The budget of the Civilian Climate Corps would be bigger than long-running federal agencies. The entire National Forest Service’s budget for fiscal year 2021 was $7.4 billion. If the new Civilian Climate Corps would be publicly and privately funded to the tune of $30 million, as AOC has said, then it would dwarf the National Forest Service and National Park Service combined.
The rundown from the BBB bill:
- $2.25 billion for the Civilian Climate Corps to manage lands in the National Forest System.
- Another $2.25 billion for Civilian Climate Corps to carry out projects on non-federal land, through the Forest Service state and private forestry mission areas, such as rural and urban conservation and tree-planting.
Here’s where it gets even scarier:
- $1.7 billion for a National Park Service Civilian Climate Corps, to conduct conservation projects on all lands managed by the National Park Service. Conservation would mean the restoration or construction of “natural, cultural, historic, archaeological, recreation or scenic resources.”
It’s not just “restoring wetlands,” in the idyllic picture that Ocasio-Cortez has painted with the help of The Intercept. This is a large amount of funding to make changes to natural and historic places given to people who won’t be working under the NPS, who didn’t go to school to go into forestry or archeology, and like other AmeriCorps workers, will not stay in it for the long term.
And there’s more:
U.S. Fish and Wildlife Service Civilian Climate Corps.: $400 million
Tribal Civilian Climate Corps.: $500 million
National Oceanic and Atmospheric Administration Civilian Climate Corps.: $120 million
Questions:
What could the “Civilian Climate Corps” do on such a massive scale that isn’t already being managed well enough by the federal agencies it would be riding the coattails of?

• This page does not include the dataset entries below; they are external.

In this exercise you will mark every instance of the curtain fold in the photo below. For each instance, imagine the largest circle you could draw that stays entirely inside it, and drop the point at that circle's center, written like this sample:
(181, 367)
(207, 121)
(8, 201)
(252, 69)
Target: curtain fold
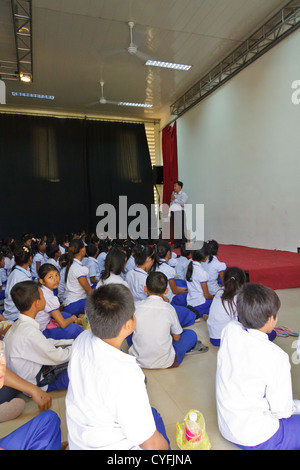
(56, 171)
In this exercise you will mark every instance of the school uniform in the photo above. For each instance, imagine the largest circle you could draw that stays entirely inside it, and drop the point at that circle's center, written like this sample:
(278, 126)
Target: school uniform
(130, 264)
(111, 416)
(55, 263)
(181, 267)
(38, 258)
(213, 268)
(219, 317)
(195, 296)
(27, 349)
(48, 325)
(40, 433)
(75, 295)
(101, 261)
(93, 267)
(61, 286)
(18, 274)
(254, 391)
(136, 280)
(112, 279)
(152, 343)
(179, 302)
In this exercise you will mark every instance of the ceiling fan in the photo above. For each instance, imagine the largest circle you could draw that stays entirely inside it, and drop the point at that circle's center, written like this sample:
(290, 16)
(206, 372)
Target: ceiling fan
(132, 49)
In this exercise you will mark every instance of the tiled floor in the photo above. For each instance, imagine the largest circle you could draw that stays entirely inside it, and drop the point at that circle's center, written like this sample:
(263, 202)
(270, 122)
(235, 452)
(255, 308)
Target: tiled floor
(173, 392)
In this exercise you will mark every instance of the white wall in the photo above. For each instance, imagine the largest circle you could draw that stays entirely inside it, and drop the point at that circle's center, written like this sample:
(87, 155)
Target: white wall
(239, 154)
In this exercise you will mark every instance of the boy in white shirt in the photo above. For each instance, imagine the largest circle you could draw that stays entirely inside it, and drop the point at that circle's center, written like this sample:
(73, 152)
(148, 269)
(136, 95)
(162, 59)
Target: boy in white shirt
(159, 342)
(255, 405)
(27, 349)
(107, 405)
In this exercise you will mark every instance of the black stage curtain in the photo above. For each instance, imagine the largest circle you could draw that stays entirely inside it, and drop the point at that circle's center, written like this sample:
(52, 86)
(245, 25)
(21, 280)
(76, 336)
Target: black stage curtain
(56, 171)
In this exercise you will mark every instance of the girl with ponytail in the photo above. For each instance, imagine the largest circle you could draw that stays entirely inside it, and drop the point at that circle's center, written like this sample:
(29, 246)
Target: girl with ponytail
(77, 286)
(223, 307)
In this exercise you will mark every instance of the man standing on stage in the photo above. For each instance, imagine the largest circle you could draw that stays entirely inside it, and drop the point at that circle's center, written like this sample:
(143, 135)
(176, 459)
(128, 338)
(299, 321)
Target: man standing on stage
(178, 201)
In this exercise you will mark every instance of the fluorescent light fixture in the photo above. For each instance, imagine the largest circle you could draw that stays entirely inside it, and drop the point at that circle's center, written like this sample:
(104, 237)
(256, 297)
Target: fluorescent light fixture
(168, 65)
(25, 77)
(139, 105)
(32, 95)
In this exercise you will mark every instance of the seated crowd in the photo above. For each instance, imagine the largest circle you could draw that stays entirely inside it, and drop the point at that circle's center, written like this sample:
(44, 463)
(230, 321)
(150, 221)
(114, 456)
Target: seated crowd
(69, 304)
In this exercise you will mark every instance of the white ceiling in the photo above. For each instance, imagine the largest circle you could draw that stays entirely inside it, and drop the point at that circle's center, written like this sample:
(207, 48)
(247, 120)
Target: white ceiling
(74, 43)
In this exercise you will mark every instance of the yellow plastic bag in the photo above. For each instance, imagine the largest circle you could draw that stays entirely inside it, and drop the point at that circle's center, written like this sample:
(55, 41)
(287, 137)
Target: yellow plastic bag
(193, 444)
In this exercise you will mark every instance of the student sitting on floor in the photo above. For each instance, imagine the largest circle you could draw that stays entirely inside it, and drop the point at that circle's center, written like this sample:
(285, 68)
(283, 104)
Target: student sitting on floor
(107, 405)
(158, 341)
(20, 272)
(182, 263)
(176, 294)
(40, 433)
(77, 286)
(114, 266)
(198, 295)
(53, 252)
(92, 264)
(223, 307)
(11, 404)
(53, 322)
(145, 256)
(39, 257)
(213, 266)
(255, 405)
(27, 349)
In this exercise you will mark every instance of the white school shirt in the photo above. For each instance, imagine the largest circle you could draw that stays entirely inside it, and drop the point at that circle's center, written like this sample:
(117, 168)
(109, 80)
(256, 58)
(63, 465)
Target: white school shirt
(253, 386)
(214, 268)
(73, 290)
(136, 279)
(27, 349)
(55, 263)
(218, 317)
(130, 264)
(113, 279)
(38, 258)
(93, 267)
(195, 294)
(152, 344)
(102, 413)
(181, 267)
(101, 261)
(18, 274)
(61, 285)
(52, 304)
(170, 272)
(179, 201)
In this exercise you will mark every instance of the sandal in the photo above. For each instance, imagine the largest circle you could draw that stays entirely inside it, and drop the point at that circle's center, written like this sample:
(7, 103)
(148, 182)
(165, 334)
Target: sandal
(198, 348)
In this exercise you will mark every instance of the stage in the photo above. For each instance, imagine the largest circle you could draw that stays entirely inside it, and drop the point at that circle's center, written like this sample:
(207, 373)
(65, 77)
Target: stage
(273, 268)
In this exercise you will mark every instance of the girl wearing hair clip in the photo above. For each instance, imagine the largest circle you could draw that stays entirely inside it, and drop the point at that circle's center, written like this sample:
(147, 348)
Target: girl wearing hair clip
(20, 272)
(223, 307)
(145, 257)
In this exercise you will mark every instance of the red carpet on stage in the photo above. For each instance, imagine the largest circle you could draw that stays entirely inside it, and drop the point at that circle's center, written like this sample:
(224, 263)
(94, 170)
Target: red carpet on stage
(272, 268)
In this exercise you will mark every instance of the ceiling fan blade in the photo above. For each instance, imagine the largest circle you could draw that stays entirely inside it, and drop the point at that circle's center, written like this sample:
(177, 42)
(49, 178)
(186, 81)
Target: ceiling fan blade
(93, 103)
(143, 56)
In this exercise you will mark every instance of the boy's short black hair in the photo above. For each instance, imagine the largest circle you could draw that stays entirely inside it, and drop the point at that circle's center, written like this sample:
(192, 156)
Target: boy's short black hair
(24, 294)
(108, 308)
(256, 304)
(157, 282)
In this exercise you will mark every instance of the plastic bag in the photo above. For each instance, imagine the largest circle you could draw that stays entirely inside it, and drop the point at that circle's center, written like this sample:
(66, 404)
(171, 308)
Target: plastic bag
(181, 440)
(85, 322)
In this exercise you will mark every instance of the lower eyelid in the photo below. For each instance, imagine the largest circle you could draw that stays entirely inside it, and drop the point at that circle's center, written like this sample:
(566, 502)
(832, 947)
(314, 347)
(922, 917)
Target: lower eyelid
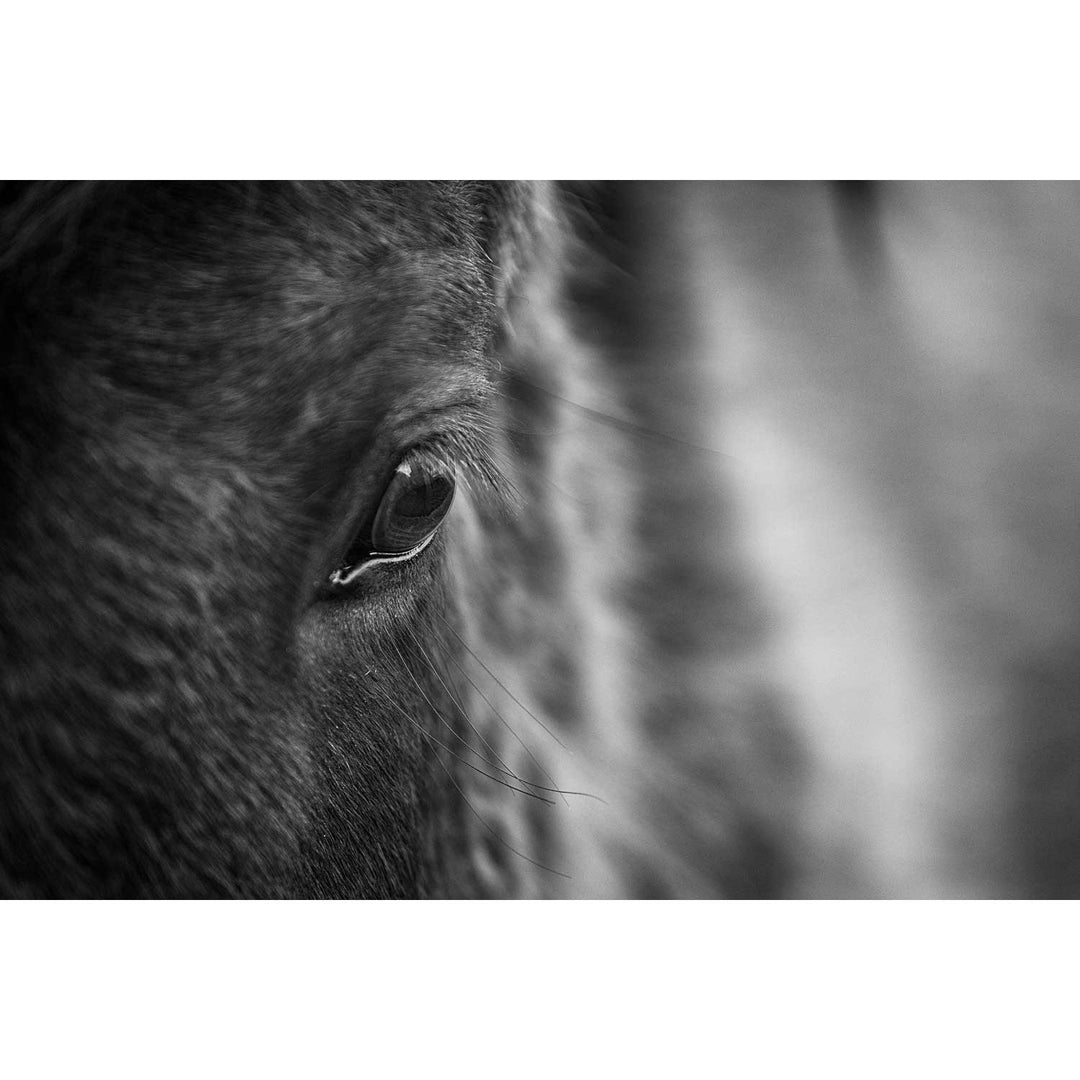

Why should more public funds be spent hiring people who are not skilled at this work, and who didn’t go to school for this work and who have no interest in it, who are doing this on a temporary basis — than agencies with clear missions and more than a century of experience?
Who would manage and provide oversight to the Civilian Climate Corps? Would that be AmeriCorps which has no experience on this scale, or the Department of Labor which has no expertise on forest management? Or would it be AOC herself who has experience in neither?
Why should public funds be used to pay nonprofits when the existing federal agencies are doing a good enough job already?
Why would this new corps cut into the work of state and local parks and local government, taking it out of communities’ say so? How does that benefit communities?
The National Park Service has to provide an annual budget. Changes in National Parks are also open to public comments. People can voice concerns over how federal lands are managed. Where is that room for the general public, who will be paying for this new program, to have some input on what the Civilian Climate Corps wants to do?
People who work in the different agencies also have their own mission and history. The National Forest System was established in 1891. The National Park Service was established in 1916. Different eras, different history, different missions. Why should a new organization be allowed to butt into their work?
Lastly, we are not going through the Great Depression. There are jobs available. If there are natural disasters severe enough to need mobilization at the federal level, then the National Forest System and National Park Service have the experience and the resources to do that, not a new untrained, scattered, overpaid agency.